Deep‑water issues – e.g., strong‑dependency bottlenecks and architectural flaws that require long‑term investment.

The governance effort focused on the first category using gray releases, fine‑grained monitoring, automated regression, dependency governance, and operational drills.

Gray Release (Safe‑Production Environment)

A dedicated “safe‑production” environment receives 1 % of live traffic plus 100 % of internal traffic. Traffic is routed through a gateway that isolates the environment from the main production cluster.

To prevent MQ‑based load‑balancing from leaking traffic, the team used Spring’s @Conditional bean injection to provide separate MQ topics for the safe‑production and production environments. This guarantees that all messages stay within the safe‑production loop.

Key artifacts:

Independent monitoring dashboard – tracks call volume, latency, error rate, and message delay for core flows.

Separate alert thresholds – thresholds are tuned for the safe‑production baseline.
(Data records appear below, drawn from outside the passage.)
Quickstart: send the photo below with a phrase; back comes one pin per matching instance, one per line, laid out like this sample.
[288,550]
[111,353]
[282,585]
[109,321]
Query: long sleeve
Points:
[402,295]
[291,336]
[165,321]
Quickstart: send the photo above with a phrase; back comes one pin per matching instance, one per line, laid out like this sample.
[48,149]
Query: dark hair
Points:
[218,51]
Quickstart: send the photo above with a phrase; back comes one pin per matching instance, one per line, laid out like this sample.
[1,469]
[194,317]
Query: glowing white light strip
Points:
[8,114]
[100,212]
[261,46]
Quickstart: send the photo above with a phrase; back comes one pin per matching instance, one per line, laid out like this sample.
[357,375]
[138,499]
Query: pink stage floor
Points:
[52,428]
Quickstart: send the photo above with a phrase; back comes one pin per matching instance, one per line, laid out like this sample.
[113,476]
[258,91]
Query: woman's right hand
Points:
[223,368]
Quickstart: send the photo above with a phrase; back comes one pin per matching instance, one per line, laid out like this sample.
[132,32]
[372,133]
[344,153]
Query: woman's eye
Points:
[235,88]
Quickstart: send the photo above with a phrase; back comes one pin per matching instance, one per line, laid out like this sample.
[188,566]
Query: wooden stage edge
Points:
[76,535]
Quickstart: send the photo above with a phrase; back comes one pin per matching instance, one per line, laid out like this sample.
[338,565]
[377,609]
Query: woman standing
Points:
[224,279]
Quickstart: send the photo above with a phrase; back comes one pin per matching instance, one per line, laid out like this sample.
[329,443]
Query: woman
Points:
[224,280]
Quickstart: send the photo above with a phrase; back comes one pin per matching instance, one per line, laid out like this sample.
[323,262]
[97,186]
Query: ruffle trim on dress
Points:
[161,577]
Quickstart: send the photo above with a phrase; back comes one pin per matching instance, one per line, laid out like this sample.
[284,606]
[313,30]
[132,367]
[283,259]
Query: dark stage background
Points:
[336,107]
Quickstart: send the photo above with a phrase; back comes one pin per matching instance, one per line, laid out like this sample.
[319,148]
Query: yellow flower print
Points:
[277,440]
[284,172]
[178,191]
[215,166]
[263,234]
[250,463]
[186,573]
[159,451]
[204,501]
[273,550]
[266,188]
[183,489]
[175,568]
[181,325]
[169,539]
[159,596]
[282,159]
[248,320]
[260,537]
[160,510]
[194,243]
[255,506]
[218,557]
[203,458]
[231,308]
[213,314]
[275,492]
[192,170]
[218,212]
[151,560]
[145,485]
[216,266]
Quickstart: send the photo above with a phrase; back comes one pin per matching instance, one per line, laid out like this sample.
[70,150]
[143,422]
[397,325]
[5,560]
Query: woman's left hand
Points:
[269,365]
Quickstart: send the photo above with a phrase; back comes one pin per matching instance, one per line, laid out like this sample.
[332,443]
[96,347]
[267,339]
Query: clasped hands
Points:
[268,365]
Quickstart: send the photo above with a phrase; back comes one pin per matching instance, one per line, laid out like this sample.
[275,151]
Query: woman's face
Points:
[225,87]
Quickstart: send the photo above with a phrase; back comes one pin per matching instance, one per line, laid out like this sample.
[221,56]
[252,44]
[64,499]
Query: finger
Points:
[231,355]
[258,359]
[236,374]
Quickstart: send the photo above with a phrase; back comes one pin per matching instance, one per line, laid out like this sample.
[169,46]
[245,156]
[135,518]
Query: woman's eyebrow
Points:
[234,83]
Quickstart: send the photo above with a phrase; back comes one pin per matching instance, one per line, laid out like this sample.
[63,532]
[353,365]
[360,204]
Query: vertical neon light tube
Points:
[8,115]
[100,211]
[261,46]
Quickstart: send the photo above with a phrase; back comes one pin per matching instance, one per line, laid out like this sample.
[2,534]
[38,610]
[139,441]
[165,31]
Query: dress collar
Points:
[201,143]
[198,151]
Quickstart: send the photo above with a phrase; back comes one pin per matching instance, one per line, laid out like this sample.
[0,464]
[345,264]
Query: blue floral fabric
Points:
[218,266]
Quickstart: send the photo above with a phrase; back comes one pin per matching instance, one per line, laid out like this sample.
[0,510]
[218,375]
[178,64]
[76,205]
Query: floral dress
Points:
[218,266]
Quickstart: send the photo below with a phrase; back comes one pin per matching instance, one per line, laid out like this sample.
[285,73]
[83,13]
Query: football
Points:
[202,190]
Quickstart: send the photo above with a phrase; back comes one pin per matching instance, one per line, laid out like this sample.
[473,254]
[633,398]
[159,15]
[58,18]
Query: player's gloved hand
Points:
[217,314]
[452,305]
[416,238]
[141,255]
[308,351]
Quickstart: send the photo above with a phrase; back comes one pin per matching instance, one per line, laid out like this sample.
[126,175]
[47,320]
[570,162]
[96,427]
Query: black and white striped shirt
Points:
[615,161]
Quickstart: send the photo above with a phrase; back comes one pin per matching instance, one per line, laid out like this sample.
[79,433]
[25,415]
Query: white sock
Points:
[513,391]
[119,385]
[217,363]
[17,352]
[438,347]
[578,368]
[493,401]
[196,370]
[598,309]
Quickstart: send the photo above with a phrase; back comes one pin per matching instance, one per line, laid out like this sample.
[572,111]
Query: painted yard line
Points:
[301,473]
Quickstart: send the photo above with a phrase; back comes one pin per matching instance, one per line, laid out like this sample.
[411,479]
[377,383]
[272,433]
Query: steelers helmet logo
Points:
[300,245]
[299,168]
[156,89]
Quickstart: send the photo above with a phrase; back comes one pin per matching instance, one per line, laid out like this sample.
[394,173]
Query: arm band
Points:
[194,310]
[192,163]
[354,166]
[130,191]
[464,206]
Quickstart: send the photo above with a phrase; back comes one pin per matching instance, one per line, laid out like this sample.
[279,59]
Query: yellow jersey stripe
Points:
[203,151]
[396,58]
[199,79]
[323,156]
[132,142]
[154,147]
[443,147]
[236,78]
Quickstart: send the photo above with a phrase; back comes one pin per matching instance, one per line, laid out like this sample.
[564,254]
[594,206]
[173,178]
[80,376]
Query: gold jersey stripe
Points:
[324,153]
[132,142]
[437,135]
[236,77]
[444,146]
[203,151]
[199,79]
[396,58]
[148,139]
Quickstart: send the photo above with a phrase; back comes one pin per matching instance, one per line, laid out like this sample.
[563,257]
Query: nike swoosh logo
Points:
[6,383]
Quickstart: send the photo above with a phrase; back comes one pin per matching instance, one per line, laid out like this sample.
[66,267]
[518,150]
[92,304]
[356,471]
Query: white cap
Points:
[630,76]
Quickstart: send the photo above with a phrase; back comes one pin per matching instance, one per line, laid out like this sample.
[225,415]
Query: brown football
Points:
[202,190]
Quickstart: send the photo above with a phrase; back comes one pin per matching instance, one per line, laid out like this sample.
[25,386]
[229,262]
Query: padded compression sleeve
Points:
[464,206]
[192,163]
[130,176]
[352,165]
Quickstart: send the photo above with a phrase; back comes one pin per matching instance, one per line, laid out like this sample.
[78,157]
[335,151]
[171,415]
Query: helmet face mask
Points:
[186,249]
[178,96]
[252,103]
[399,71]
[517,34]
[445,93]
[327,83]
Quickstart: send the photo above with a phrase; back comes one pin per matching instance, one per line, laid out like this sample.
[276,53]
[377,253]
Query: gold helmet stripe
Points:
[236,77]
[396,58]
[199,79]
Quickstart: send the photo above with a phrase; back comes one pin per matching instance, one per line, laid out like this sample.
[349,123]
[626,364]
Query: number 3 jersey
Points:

Monitoring & Alert Governance

The alert lifecycle consists of data preparation, configuration, verification, rule definition, and validation. Governance focuses on three dimensions:

Coverage – Identify core scenario chains, enumerate missing metrics, and add corresponding alerts.

Fallback alerts – Generic alerts for resource usage, interface latency, and middleware health.

Review – Offline monitoring reports aggregate alert history and support periodic coverage reviews.

Timeliness and effectiveness are balanced by tightening alert conditions incrementally and re‑evaluating them in each review cycle.

Automated Regression

Regression tests are triggered automatically by the CI/CD pipeline whenever a build is deployed to the safe‑production environment.

End‑to‑end scenarios – Tests cover installation, usage, and uninstallation of the messaging client, exercising all critical paths.

Interface‑level traffic replay – The Phoenix replay tool (implemented with JVMTI) records RPC traffic, replays it against the new build, and diffs the results to detect regressions.

Release Specification for Safe‑Production

After a build passes safe‑production validation, the release process requires:

Retain the build in safe‑production for at least one night to capture time‑related bugs.

Perform a gray rollout the following day, gradually increasing traffic while monitoring the dedicated dashboards.

Generate a t+1 offline monitoring report to confirm that key metrics remain within acceptable ranges.

Dependency Governance

The goal is to keep strong‑weak dependency relationships reasonable and ensure that weak dependencies can degrade and recover quickly.

Dependency audit – Code‑level review of each dependency’s rationale and its fast‑recovery capability.

Refactoring – Convert unsuitable strong dependencies into weak ones, add monitoring for the new weak paths, and define degradation plans.

Drills – Simulate failure of weak dependencies to verify that the system detects the issue and recovers as expected.

Outcomes

Within six months of implementing the above practices, online incidents fell to near zero. The team observed that stability work is continuous, must target high‑impact areas, and requires ongoing investment such as alert tuning and dependency drills.

Problems never disappear completely; the aim is reduction, not elimination.

Governance must be tailored to real‑world constraints; generic solutions may not fit.

Alert configurations need regular review to stay effective.

Every production change should be treated with caution and verified in the safe‑production loop.